Annually, small cell carcinoma of the cervix accounts for only 1–2% of the estimated 13,000 new cases of cervix cancer in the United States each year. [4] Given the rarity of the disease, clinical research has been limited and treatment recommendations for primary and recurrent small cell cervical cancer are based largely on the literature for small cell lung cancer, which resembles small cell cervix cancer both histologically and in its aggressive behavior. [5, 6] For that reason, treatment for recurrent small cell cervix cancer has typically been single-agent therapies such as topotecan, paclitaxel, docetaxel, and irinotecan. However, in our experience, the likelihood of response to these drugs as single agents is very low, consistent with what is observed with these agents in relapsed small cell lung cancer with response rates well under 20% in most trials.
In 2013, we started prescribing a three-drug regimen of topotecan, paclitaxel, and bevacizumab (TPB) for patients with recurrent small cell cervix cancer. Our choice of this regimen was based on four factors. First, the recently published results from the GOG-0240 study showed that this regimen not only was active in women with recurrent cervix cancer but also was well tolerated by women who had previously received cisplatin-based chemoradiation as part of their primary treatment. [7] Most women with small cell cervix cancer receive chemoradiation as part of their initial therapy. [8] Second, topotecan and paclitaxel are commonly used as single agents for recurrence, but there is a biological rationale for combining them. [9] Third, previous studies have demonstrated that almost 95% of small cell cervix cancers have high expression of VEGF. [10] In GOG-0240, the addition of bevacizumab to the topotecan–paclitaxel doublet increased the objective response rate from 27% to 47% (P=0.002). [7] Finally, the three-drug regimen is US Food and Drug Administration–approved for the treatment of cervix cancer, so in most instances we were able to obtain insurance approval for administration.
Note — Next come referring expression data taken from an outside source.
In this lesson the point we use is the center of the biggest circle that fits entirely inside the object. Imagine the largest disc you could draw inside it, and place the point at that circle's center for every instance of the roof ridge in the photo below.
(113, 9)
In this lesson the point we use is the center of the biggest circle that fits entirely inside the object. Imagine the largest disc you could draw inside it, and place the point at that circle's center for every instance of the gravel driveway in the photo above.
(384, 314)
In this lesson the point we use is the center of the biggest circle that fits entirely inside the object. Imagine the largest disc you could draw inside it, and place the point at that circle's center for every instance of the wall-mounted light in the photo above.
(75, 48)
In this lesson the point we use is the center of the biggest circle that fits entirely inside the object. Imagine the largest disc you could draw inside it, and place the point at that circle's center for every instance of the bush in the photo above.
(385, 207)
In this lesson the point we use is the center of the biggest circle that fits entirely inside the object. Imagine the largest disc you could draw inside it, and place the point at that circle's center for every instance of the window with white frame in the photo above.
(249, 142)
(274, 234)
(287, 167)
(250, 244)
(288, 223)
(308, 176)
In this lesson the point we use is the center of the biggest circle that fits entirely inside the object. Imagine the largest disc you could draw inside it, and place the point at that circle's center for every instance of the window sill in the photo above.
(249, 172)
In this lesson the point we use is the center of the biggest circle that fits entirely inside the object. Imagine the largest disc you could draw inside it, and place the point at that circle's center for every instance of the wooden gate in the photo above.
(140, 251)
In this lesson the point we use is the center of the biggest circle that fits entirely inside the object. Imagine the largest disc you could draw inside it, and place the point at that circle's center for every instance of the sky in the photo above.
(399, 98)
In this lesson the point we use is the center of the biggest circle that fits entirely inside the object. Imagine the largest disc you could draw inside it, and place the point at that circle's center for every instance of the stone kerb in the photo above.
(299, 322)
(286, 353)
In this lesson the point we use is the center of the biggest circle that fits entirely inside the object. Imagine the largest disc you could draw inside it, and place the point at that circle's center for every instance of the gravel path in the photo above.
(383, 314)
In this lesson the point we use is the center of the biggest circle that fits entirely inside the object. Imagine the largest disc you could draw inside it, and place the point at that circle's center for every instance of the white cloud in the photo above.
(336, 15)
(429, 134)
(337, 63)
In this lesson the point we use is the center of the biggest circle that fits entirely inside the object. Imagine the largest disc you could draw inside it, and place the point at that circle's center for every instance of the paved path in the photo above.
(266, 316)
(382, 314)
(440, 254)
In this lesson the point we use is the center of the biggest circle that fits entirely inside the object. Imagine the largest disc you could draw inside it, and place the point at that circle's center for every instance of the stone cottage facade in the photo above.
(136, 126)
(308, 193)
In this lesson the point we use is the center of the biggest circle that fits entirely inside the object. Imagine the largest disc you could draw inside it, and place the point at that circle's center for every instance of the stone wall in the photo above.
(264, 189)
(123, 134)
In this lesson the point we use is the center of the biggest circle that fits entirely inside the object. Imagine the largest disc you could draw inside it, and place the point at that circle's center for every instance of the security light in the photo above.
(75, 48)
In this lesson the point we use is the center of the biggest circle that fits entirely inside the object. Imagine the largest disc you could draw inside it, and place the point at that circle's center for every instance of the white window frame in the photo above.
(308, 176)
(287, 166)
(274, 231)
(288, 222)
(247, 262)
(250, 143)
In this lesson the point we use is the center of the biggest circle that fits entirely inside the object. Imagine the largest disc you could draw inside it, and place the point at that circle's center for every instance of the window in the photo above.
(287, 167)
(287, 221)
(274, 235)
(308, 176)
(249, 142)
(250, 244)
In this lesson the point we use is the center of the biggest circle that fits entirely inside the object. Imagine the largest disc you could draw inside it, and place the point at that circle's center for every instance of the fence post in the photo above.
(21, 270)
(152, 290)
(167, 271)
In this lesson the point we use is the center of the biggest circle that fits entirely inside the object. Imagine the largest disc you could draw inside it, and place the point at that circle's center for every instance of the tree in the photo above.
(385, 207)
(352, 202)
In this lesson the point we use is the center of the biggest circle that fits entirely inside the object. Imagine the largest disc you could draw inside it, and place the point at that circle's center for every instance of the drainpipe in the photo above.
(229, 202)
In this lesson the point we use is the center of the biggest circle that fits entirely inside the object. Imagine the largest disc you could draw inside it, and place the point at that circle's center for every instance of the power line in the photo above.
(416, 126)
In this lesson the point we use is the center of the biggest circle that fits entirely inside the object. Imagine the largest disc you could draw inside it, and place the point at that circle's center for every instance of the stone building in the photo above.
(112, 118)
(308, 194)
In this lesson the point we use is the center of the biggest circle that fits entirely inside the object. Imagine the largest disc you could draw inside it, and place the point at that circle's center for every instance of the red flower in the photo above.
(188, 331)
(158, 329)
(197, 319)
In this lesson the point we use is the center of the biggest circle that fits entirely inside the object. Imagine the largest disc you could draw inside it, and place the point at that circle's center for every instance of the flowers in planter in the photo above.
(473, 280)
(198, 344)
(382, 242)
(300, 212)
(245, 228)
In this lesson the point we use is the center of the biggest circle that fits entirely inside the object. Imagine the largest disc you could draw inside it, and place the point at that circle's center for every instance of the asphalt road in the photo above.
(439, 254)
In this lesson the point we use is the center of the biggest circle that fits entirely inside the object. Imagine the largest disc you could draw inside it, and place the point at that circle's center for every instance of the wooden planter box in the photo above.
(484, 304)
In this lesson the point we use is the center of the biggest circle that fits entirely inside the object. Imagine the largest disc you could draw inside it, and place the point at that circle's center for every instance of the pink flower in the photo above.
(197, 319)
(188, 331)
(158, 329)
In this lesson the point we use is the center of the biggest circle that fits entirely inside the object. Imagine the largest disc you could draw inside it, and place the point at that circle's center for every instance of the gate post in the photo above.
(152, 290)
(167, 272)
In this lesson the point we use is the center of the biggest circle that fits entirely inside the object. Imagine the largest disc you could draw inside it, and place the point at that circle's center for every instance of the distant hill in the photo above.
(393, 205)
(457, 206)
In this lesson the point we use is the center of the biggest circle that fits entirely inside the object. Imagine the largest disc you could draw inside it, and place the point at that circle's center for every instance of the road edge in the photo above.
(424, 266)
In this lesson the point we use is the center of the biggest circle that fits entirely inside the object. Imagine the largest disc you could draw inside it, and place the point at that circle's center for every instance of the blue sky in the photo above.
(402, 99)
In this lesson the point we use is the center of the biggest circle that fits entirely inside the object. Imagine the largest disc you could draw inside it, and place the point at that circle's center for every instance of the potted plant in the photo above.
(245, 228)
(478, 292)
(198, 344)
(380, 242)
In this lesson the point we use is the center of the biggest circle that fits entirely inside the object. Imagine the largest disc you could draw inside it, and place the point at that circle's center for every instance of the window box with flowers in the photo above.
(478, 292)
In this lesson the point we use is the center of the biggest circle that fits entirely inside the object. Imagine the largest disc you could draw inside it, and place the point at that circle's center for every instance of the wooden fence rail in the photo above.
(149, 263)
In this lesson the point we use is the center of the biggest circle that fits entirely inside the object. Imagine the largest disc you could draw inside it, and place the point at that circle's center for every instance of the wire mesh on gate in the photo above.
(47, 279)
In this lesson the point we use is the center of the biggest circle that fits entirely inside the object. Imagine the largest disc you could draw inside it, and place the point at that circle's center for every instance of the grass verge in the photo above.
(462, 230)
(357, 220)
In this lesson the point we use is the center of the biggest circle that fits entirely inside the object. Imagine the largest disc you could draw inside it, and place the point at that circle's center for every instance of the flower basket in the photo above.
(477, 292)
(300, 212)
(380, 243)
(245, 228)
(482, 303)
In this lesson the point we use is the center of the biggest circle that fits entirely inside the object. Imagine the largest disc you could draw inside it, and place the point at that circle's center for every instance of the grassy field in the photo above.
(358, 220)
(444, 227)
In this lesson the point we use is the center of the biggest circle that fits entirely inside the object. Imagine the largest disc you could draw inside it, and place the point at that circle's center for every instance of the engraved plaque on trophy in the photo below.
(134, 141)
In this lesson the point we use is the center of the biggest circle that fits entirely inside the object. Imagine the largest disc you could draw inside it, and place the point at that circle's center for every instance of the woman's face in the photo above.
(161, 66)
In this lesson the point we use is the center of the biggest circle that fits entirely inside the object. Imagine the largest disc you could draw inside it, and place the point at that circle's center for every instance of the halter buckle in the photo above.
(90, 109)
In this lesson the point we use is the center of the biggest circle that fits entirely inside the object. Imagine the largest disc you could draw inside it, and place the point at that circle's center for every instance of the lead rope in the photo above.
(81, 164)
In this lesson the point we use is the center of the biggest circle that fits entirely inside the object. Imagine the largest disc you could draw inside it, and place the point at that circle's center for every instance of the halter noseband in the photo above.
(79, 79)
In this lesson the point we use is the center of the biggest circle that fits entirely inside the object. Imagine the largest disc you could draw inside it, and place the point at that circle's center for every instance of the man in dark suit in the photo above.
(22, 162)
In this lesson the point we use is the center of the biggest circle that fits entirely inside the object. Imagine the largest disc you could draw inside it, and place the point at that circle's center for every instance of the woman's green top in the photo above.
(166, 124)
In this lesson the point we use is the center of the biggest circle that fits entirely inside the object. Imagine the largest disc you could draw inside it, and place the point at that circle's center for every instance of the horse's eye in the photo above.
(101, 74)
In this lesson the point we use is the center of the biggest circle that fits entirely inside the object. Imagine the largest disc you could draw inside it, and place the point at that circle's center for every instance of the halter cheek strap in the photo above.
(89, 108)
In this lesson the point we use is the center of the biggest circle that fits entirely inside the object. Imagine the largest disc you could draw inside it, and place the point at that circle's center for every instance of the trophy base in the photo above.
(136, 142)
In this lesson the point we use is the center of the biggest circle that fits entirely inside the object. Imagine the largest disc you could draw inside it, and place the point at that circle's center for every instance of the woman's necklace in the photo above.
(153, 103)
The primary objective of this retrospective study was to determine the clinical activity of TPB as first-line therapy for recurrent small cell cervix cancer, particularly in reference to the activity of different regimens. We also sought to evaluate the safety of TPB, with the intent to provide supporting data for a prospective clinical trial.
Patients and Methods
We searched the Neuroendocrine Cervical Tumor Registry (NeCTuR) of The University of Texas MD Anderson Cancer Center to identify patients with small cell cervix cancer who received chemotherapy as primary therapy for first recurrence. This registry is approved by our Institutional Review Board. Women who have been diagnosed with small or large cell neuroendocrine cervix cancer or family members of deceased patients with these diseases consent to participate in the registry and provide their medical records for entry. To be eligible for the current study, patients must have had pathologically confirmed small cell cervix cancer (pure or mixed), must have received primary therapy with intent to cure, and must have received chemotherapy from January 1, 1998, to June 15, 2016 as the main therapy for first recurrence of small cell cervix cancer. Patients who received palliative radiation therapy as part of their treatment for first recurrence were included, but patients who had their first recurrence treated with either definitive radiation therapy or surgery for oligometastatic disease were excluded. Patients who had large cell or carcinoid tumors of the cervix were excluded, as were patients who received two or less cycles of chemotherapy for their first recurrence and patients who received TPB as second-line therapy for recurrence.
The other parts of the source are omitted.